From Los Angeles, California
Then finally came The Doors. I think their first LP was released sometime in 1967. My sister had one of the first stereophonic LP players and borrowed a copy of The Doors recording from a friend. I listened to it and was immediately enthralled yet challenged. Some of the music itself seemed very irregular, kind of dissonant but at the same time alluring and captivating. The lead vocalist, Morrison and his lyrics were beyond my grasp -- and this too was both upsetting but alluring. I wanted to understand what I was hearing. It would take me years to reach a point of understanding and full appreciation.
Morrison died in 1971 at a far too early age. Elvis died in 1977. I heard about it while at work and nearly wept. John Lennon was killed in 1980. I was at home listening to the radio while doing some other stuff. I was shocked and horrified. People were now finding it necessary to kill off rock celebrities? My perception of the world changed. Morrison's early death might have been predictable, but not by me. Elvis had shown obvious signs of illness. I was always a huge fan and was just waiting for him to lose weight and make another come-back. This was destined never to happen. And a twisted-minded "fan" of Lennon shooting him down on the streets of New York City just brought back horror-flashes of Robert Kennedy laying on the floor with a hole in his head, asking if other people had been hurt.
The 60's-70's were wild times. You could smell blood in the air -- what did it mean -- some kind of interior revolution between generations? The Kent State shootings occurred in 1970. Martin Luther King, Jr. was gunned down in 1968. A few months later Robert Kennedy was killed. The Watts riots occurred in 1965. The Rodney King riots occurred in 1992.
A sense of mayhem, insanity and disaster resided in Los Angeles for decades. This wasn't a period of malaise. Dead rock idols, dead presidents and their brothers, dead preachers, dead students, an unsupportable war, riots in Chicago, Los Angeles ... yeah, Jim, at the time it looked like the whole shit-house was definitely going to collapse into flames.
Ray Manzarek died in 2013. He was always overshadowed by Morrison but was really the founding father of The Doors. A certain door became permanently shut forever. He was 74 at the time of his death -- not bad for someone in the field of rock and roll.

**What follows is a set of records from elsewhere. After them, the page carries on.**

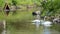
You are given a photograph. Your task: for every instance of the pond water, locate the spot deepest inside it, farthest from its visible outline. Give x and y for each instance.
(29, 28)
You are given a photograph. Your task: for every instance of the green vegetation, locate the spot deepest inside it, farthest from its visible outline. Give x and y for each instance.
(22, 18)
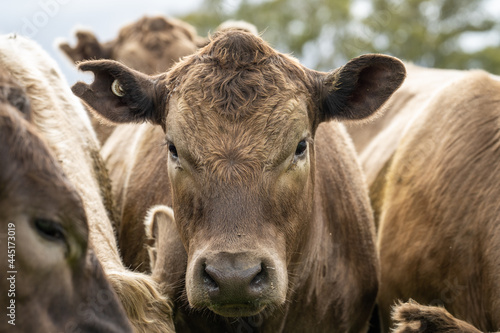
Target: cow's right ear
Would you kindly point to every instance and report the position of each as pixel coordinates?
(121, 94)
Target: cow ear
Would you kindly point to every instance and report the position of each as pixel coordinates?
(359, 88)
(121, 94)
(87, 47)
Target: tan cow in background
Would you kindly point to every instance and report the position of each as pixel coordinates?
(272, 219)
(377, 139)
(51, 280)
(150, 45)
(412, 317)
(439, 227)
(61, 120)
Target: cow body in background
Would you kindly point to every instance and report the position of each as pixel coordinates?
(439, 225)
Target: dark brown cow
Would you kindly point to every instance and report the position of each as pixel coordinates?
(272, 219)
(412, 317)
(51, 281)
(150, 45)
(439, 230)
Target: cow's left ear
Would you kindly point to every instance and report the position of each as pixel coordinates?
(121, 94)
(359, 88)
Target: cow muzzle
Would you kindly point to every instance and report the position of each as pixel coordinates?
(236, 284)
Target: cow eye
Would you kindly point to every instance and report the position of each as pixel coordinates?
(301, 148)
(172, 150)
(50, 230)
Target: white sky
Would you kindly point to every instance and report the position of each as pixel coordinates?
(47, 20)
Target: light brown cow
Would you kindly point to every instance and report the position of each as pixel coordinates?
(412, 317)
(51, 281)
(150, 45)
(439, 227)
(272, 219)
(62, 121)
(377, 139)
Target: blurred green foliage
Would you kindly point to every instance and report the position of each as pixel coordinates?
(325, 34)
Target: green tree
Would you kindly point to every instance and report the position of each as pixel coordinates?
(325, 34)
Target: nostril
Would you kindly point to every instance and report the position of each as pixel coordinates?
(208, 280)
(260, 278)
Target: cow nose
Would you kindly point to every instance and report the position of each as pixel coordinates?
(227, 281)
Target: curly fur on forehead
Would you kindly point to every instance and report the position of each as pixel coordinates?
(237, 75)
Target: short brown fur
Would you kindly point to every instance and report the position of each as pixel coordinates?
(242, 191)
(439, 231)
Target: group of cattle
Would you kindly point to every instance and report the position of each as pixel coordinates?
(285, 221)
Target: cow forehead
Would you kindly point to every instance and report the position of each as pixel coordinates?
(237, 149)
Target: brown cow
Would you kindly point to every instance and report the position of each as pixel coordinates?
(412, 317)
(62, 121)
(377, 140)
(439, 228)
(150, 45)
(272, 219)
(51, 281)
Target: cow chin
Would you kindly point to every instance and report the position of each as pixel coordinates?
(236, 284)
(237, 310)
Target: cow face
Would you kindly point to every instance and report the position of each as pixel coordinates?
(239, 121)
(54, 283)
(150, 45)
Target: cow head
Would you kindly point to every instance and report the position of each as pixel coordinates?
(150, 45)
(54, 283)
(240, 121)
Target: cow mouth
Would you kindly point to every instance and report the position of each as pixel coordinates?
(237, 310)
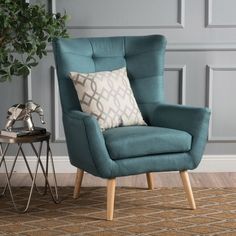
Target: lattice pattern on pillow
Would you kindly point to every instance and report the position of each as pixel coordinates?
(108, 96)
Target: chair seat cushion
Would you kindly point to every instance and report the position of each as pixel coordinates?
(136, 141)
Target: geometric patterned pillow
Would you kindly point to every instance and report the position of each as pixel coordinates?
(108, 96)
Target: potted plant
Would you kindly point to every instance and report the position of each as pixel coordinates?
(25, 31)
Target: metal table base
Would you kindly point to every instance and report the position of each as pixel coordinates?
(33, 175)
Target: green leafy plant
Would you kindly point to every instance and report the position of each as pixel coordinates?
(25, 31)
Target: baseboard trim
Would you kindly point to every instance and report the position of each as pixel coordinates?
(209, 163)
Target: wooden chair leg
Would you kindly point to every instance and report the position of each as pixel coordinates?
(188, 190)
(150, 181)
(78, 182)
(111, 187)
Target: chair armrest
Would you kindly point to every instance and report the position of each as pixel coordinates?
(193, 120)
(86, 145)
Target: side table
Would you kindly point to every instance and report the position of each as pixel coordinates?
(5, 142)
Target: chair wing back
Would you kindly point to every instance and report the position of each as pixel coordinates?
(142, 55)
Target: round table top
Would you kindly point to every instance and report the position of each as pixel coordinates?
(26, 138)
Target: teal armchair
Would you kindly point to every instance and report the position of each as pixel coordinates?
(173, 140)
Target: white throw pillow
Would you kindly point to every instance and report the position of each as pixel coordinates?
(108, 96)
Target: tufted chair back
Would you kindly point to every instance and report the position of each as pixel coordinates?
(142, 55)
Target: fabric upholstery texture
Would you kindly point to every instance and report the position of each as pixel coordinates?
(108, 96)
(143, 56)
(145, 140)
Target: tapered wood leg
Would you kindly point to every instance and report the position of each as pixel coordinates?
(78, 182)
(188, 190)
(111, 187)
(150, 181)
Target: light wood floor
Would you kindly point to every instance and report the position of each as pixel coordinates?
(161, 180)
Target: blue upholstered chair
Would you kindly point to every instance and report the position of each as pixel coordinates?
(174, 139)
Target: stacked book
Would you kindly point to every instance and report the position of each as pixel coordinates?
(19, 132)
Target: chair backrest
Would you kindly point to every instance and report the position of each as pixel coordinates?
(142, 55)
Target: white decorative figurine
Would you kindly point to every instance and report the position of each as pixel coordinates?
(23, 112)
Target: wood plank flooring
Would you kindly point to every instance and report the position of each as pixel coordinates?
(221, 179)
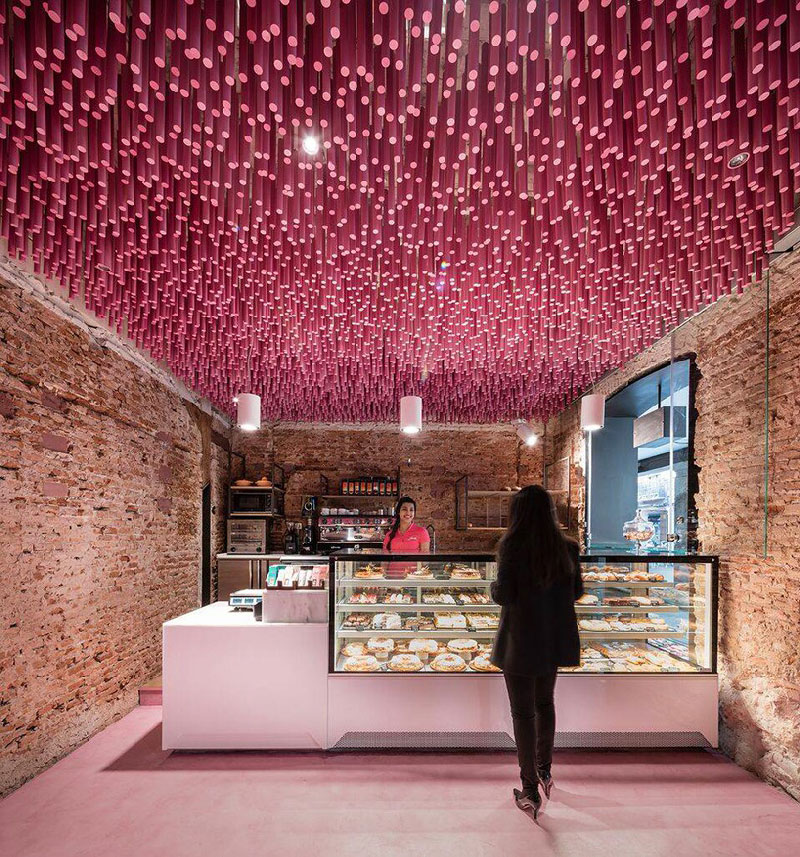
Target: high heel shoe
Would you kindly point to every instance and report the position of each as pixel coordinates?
(528, 801)
(546, 780)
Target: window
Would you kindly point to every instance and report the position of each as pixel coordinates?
(642, 460)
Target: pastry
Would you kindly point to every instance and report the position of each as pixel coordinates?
(465, 574)
(461, 647)
(422, 572)
(420, 645)
(354, 649)
(368, 571)
(481, 663)
(419, 623)
(364, 663)
(447, 621)
(448, 663)
(405, 664)
(384, 645)
(594, 625)
(357, 621)
(387, 622)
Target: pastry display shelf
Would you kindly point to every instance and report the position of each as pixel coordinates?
(438, 634)
(628, 584)
(408, 582)
(416, 607)
(426, 670)
(653, 608)
(601, 636)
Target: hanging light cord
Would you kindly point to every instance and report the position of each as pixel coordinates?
(766, 414)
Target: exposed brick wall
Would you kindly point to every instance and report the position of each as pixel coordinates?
(101, 469)
(759, 631)
(491, 455)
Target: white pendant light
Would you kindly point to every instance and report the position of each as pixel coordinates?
(411, 414)
(527, 435)
(593, 412)
(248, 411)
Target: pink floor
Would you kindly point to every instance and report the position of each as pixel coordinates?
(120, 795)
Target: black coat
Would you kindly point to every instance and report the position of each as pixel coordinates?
(538, 627)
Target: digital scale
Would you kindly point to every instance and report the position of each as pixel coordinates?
(246, 598)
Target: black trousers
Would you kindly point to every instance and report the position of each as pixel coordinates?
(534, 716)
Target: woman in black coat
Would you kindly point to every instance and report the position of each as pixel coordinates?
(538, 581)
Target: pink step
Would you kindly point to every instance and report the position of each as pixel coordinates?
(150, 693)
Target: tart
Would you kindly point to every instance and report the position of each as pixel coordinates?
(354, 649)
(405, 664)
(461, 647)
(482, 664)
(448, 663)
(363, 663)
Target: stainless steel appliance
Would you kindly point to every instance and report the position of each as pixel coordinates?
(255, 502)
(346, 530)
(247, 535)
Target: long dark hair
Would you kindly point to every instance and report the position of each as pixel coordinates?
(396, 522)
(533, 541)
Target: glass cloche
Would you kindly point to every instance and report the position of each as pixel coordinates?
(639, 530)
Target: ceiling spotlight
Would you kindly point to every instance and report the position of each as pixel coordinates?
(248, 411)
(310, 144)
(527, 435)
(593, 411)
(411, 414)
(739, 160)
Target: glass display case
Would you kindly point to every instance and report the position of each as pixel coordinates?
(433, 613)
(412, 613)
(648, 614)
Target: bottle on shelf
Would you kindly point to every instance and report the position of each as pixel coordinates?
(307, 547)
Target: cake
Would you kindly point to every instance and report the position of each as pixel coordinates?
(405, 664)
(358, 621)
(363, 663)
(594, 625)
(461, 647)
(380, 644)
(387, 622)
(368, 571)
(354, 649)
(448, 663)
(421, 645)
(448, 621)
(482, 664)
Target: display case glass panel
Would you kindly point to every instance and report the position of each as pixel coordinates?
(433, 614)
(413, 613)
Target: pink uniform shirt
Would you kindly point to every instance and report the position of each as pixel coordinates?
(410, 541)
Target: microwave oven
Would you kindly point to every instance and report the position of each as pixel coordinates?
(247, 536)
(255, 502)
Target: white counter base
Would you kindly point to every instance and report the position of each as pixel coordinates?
(231, 683)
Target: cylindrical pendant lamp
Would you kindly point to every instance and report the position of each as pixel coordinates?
(411, 414)
(593, 412)
(248, 411)
(527, 435)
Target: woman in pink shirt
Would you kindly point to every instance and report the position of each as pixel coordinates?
(405, 537)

Yet his demise brought home the feeling that my own time on planet Earth was coming to a closure. I guess I might be ten years younger than Ray, and when you get into your sixties, ten years doesn't seem like a hell of a long time. My father died at 42, my mother at 65, so I'm sort of just counting the days.

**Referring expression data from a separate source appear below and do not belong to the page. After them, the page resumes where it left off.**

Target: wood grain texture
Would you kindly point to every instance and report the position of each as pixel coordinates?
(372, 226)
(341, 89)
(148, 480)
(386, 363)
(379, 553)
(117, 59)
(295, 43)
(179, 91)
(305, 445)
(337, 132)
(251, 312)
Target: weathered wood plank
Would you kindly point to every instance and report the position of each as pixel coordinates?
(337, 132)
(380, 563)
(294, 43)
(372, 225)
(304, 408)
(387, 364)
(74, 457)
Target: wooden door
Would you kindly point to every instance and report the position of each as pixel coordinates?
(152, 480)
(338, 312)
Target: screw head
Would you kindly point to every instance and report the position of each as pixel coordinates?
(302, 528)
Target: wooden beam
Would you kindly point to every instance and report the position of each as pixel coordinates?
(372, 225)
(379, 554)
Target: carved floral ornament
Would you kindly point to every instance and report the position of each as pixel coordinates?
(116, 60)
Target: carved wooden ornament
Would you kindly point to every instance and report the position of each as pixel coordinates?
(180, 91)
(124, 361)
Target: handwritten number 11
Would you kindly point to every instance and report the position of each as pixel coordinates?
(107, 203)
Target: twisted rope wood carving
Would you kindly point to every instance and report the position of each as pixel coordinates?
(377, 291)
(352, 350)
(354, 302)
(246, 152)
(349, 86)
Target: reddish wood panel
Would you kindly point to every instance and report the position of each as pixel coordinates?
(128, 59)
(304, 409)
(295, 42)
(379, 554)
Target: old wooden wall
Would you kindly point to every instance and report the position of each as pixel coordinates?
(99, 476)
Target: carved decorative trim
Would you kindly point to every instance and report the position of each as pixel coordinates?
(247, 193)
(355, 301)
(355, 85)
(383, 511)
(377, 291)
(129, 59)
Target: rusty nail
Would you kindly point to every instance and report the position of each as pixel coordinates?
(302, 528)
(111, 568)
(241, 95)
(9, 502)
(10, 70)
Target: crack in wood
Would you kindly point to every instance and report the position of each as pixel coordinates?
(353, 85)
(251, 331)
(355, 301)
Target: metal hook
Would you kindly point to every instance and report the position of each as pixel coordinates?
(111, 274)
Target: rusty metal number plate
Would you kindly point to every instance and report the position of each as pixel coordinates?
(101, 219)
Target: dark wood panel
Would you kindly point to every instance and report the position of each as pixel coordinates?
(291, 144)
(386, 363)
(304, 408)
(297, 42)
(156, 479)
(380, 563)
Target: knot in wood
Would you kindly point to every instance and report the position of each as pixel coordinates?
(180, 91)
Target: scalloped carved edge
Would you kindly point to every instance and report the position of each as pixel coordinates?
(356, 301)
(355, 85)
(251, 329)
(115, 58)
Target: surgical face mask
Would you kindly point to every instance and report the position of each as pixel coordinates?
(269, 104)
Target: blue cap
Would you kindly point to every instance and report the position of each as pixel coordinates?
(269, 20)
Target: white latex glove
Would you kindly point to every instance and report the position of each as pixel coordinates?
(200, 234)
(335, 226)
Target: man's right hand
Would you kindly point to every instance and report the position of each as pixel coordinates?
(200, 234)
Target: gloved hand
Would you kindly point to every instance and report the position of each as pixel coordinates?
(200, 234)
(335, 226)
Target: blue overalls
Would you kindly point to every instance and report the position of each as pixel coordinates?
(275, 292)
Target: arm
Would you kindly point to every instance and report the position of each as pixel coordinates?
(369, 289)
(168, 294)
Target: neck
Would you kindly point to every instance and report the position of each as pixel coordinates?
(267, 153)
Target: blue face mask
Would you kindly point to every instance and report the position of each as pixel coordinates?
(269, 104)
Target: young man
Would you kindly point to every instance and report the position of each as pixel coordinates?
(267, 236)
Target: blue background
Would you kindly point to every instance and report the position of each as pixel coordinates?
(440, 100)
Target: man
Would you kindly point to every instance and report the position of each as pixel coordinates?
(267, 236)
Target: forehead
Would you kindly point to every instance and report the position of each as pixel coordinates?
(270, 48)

Once you hit 60, you really begin to reflect. You reflect on the events of your time, the things that influenced you, the things that held your interest. Then you begin to realize that everything is disappearing. You can't relate to new "artists." They seem shallow and mere products of an industry hell-bent on making a profit no matter what. It's all rather sad in in its way but probably no more so than the "Great Generation" having to adjust from Frank Sinatra to Elvis Presley. The change from crooner-type music to rock must have seemed abhorrent and decadent. The Baby Boomers are probably more tolerant, but don't see much merit in new "talent." We continue to listen to the Stones, the Who, even The Doors. Thus the music industry has to weather-out a huge drop-out in sales. Who is going to bring them revenue that Elvis provided -- Taylor Swift? I don't think so.